Q3 2018 earnings have confirmed investors' worst fears for the world’s largest chip makers: the demand slowdown is more widespread and enduring than what was earlier communicated by industry executives. The most recent quarterly reports from some of the sector's highest flyers show that producers are facing cyclical headwinds which will continue to pressure their share valuations.
The biggest sign of this pronounced slowdown came from Texas Instruments (NASDAQ:TXN), which has the largest number of customers and the broadest product range in the chip industry. The Dallas-based company warned that demand is slowing across many of its markets, predicting its biggest sequential decline in revenue since 2012.
Advanced Micro Devices (NASDAQ:AMD) and Nvidia (NASDAQ:NVDA), the biggest maker of chips for computer graphics cards, followed with their own disappointing sales forecasts.
After the cryptocurrency market crash, which, until early this year fueled demand for chip makers' product, some top producers are predicting a bleaker future. This comes at a time when rising interest rates and the escalating trade war between the world’s largest economies—China and the US—are adding to uncertainty and cost pressures.
Indeed, China buys more computer chips than any other country, consuming about $140 billion, or 38%, of the world's semiconductors, according to research firm IC Insights. The US, on the other hand, is home to the largest chip makers, which leaves the industry exposed to tariffs and other trade barriers.
Chip Stocks Bloodbath to Continue
The worsening macro environment, cyclical downturn, and gloomy earnings season have all precipitated in pummeling semiconductor shares.
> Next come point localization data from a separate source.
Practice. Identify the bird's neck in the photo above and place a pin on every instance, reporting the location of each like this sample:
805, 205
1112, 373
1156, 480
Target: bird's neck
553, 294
Plus, there's no sign the bottom has been reached as yet.
Hardest hit are such companies as Nvidia and Advanced Micro, which were exposed to the crypto-mania demand, a segment that dried up after digital currency valuations crashed.
Shares of Nvidia have fallen more than 36% during the past six months, while AMD has lost about half of its value since reaching its 52-week high in September. After two years of more than 30% gains, the Philadelphia Semiconductor Index, the industry benchmark, is down almost 6% for 2018.
It’s difficult to predict when this weakness will pass, but amid the gloom investors shouldn’t ignore where the underlying strength within the industry resides. In our view, the new sources of demand—such as artificial intelligence, the rise of cloud computing and the world’s obsession with video games—are unlikely to dry up anytime soon.
That said, we believe the time isn’t ripe to buy chip stocks. It’s better to stay on the sidelines until the macro environment improves and demand dynamics become more clear. Both AMD and Nvidia are particularly vulnerable to further weakness, driven by their excess inventories for gaming GPUs and collapse of crypto mining sales.
However, if you’re looking for the right moment to make a contrarian bet on the sector, we believe Intel (NASDAQ:INTC) and Texas Instruments are better positioned to weather this storm.
In the third quarter, Intel not only beat sales and earnings estimates, the company also raised its full-year guidance. Intel is planning to spend around $1.5 billion more on capex this year than it originally expected. The company's forward price-to-earnings multiple of 10.5 also makes it one of the cheapest picks in the sector. The stock closed yesterday at $48.
Texas Instruments’ strength comes from its diverse line of products. Its chips perform the fundamental task of translating real-world inputs, such as sounds and touch, into electronic signals. This makes the company less vulnerable to sudden demand swings or competitive pressure. In 2017, 54% of TI’s revenue came from automotive and industrial applications.
Bottom Line
The chip stock sell-off is likely to continue until there's some improvement in the overall macro environment, especially in US-China trade relations. Both Intel and Texas Instruments are selling below the highs made earlier this year. In early 2018 TI hit a high of $119; the stock closed yesterday at $94.62, putting it 20% below where it started the year. Intel hit $57.60 in May, but, as of last night's close is now down almost 17% from that level.
Both stocks attractive picks based on the current dip or any further weakness due to their compelling valuations and superior market positioning.